For me, smoking is an anti-anxiety medication. It calms me significantly. Especially when I’m feeling paranoid. So I used to smoke nearly 3 packs per day! Which, I know, is horrible on the body.

I’m in the process of reducing that amount. I’m increasing my anti-anxiety and antidepressant meds to compensate for the loss of the calm that smoking gave me.

I applaud everyone who’s been able to reduce or quit! It’s no easy task!

Blessings,

Anthony


#9

YES! I hate negative symptom far more then positive. I know that some people say the voices are the worst, and the hallucinations are horrid. I understand for them. But for me… I get so down on myself and so disconnected when I’m in negative symptom. I Hate that feeling of no feeling. (if that makes any sense) I’m more likely to give up on my meds and myself during a depression.


#10

@radmedtech Thank you Anthony for sharing. I agree that smoking does relieve stress and anxiety. I’ve tried quitting before, and have never succeeded.
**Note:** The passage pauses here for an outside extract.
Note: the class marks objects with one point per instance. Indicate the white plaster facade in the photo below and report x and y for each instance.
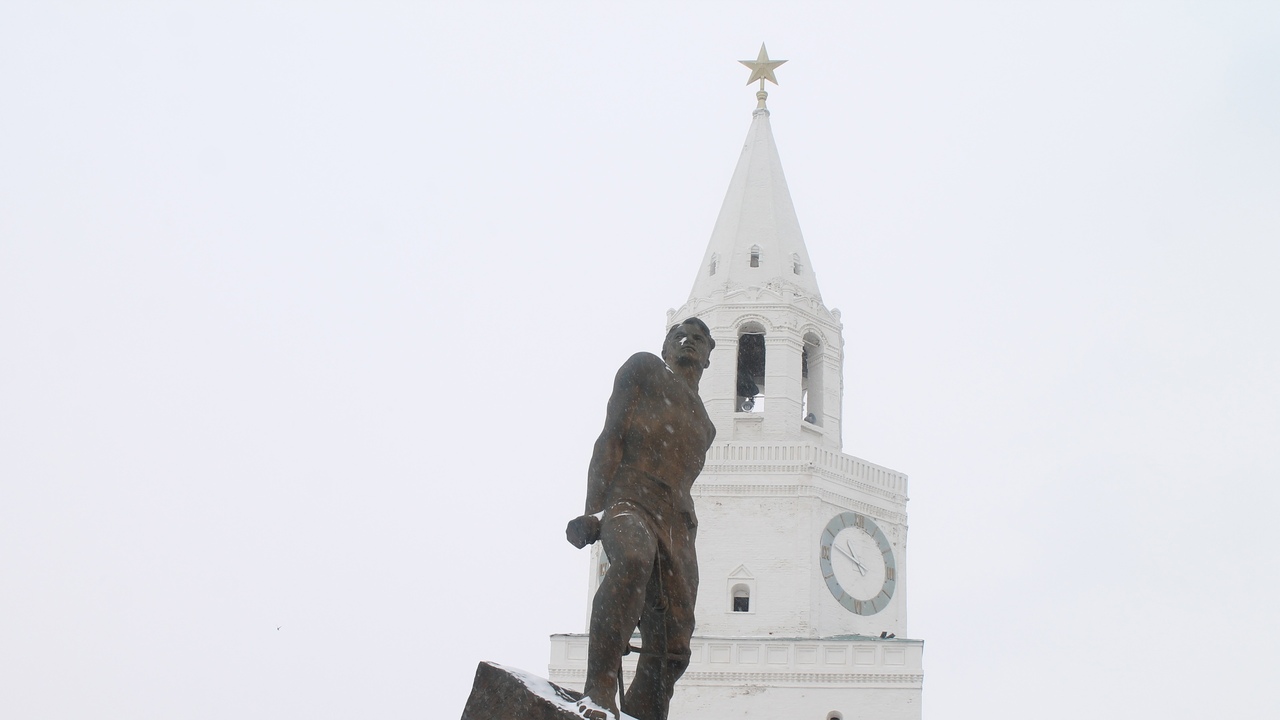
(775, 481)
I eventually had to scare myself with the statistic that if I kept on smoking, I’d be spending over £2,000GBP on cigarettes per year. Scary, when you look at it from that perspective. But it’s about individual choice. I now substitute with coffee.
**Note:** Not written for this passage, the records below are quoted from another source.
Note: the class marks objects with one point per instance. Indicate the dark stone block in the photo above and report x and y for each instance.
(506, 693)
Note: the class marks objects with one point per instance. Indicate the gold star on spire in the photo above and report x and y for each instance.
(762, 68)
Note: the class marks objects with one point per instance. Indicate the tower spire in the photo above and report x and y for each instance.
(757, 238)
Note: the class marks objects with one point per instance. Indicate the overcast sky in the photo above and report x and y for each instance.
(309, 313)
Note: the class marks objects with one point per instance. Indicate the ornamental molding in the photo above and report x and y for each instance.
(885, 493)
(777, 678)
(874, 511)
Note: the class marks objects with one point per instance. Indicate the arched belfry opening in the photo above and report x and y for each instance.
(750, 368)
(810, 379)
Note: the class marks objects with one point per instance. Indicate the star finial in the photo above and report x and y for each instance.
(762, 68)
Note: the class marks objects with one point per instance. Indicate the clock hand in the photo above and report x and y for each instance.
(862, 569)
@SurprisedJ I understand completely what you’re describing. That feeling like there’s an emotional vacuum/void inside you and nothing makes it better. I could never describe to my doctor what that feeling was like. I’ve given up my meds a few times in the past, and have crashed every time. I’m stuck taking them for some time yet.


#11

I have tried to quit once i was successfull for few month but anger and depression kicked in i couldnt handle it, i think its more difficult for schizoaffectives to quit since there is depression evolved and quitting exacerbates the depression. This time i am going to slowly reduce is so my brain will slowly adjust. I am now to 15 a day.


#12

I have never smoked. I think what put me off is some kids at prep school putting tobacco in my cup of tea. I drank the cup and was subsequently violently sick at the end of term assembly .


#13

@Mindwhisperer Thanks for sharing your experience. I don’t think I would have been able to quit if I had been depressed. Being manic actually made it a lot easier, if that makes any sense. I didn’t have to depend on smoking to make me feel better, as I was already high as a kite.
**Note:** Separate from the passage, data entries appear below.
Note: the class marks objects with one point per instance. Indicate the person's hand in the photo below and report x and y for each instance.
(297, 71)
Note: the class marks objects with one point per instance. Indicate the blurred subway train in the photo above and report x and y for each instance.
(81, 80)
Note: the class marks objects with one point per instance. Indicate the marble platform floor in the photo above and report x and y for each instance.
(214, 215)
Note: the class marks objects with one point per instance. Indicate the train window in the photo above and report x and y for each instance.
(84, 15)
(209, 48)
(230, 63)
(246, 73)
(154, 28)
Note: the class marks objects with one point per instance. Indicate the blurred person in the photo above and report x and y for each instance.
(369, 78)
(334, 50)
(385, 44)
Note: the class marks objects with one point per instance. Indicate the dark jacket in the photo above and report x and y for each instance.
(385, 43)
@firemonkey That would definitely have put me off as well! :smile:


#14

I roll my own cos is cheaper. Was smoking a lot for a few months there but now down to one pack a week. Money issues force this.


#15

I was smoking about 12 cigarettes a day but I quit a month and a half ago :slight_smile: They are awful and taste like crap but I am addicted to the stupid things. I am taking nicorette lozenges now. I have been cutting them in half. Hopefully I can quit those too in a few months.


#16

@morkboy_wonder I understand completely how expensive it is. I was spending £40 per week :confused: I had to give up, especially doing the job I do. It’s doesn’t look good being a doctor who smokes.

@zengarden That’s amazing that you’ve managed quit cigarettes, congrats! Nicotine itself isn’t harmful, so don’t fret about using the lozenges. Hopefully, you can wean yourself off them in time. :slight_smile:


#17

Congrats zengarden! I’m so glad you’ve found a successful method to quit!

Blessings,

Anthony


#18

I smoked a pack a day for ten years, but on March 6th, 2012 I quit cold turkey. No patches, no gum, no tapering off, I just threw away the rest of my cigarettes, and never looked back. It was probably one of the best things I’ve ever done for myself, I have so much more energy, I can smell and taste things better, and I can take a deep breath without coughing! I recommend quitting, even if nicotine does dull the symptoms of SZ a bit, it’s not worth the health problems.


#19

@RowanAmethyst That’s awesome, congrats. It’s early days for me (3 weeks tomorrow since I quit) but I do feel so much better.
I used to have terrible wheeze/chestiness at night, but that’s now cleared up. Thankfully I haven’t had any cravings since.


#20

I used to smoke from when I was 16 up until I was 22 (which I’m 22 now) and my bf got me and him a electronic cigarette and red hots flavoring. That helped me quit. So now I smoke ecig and the occasional cigarette.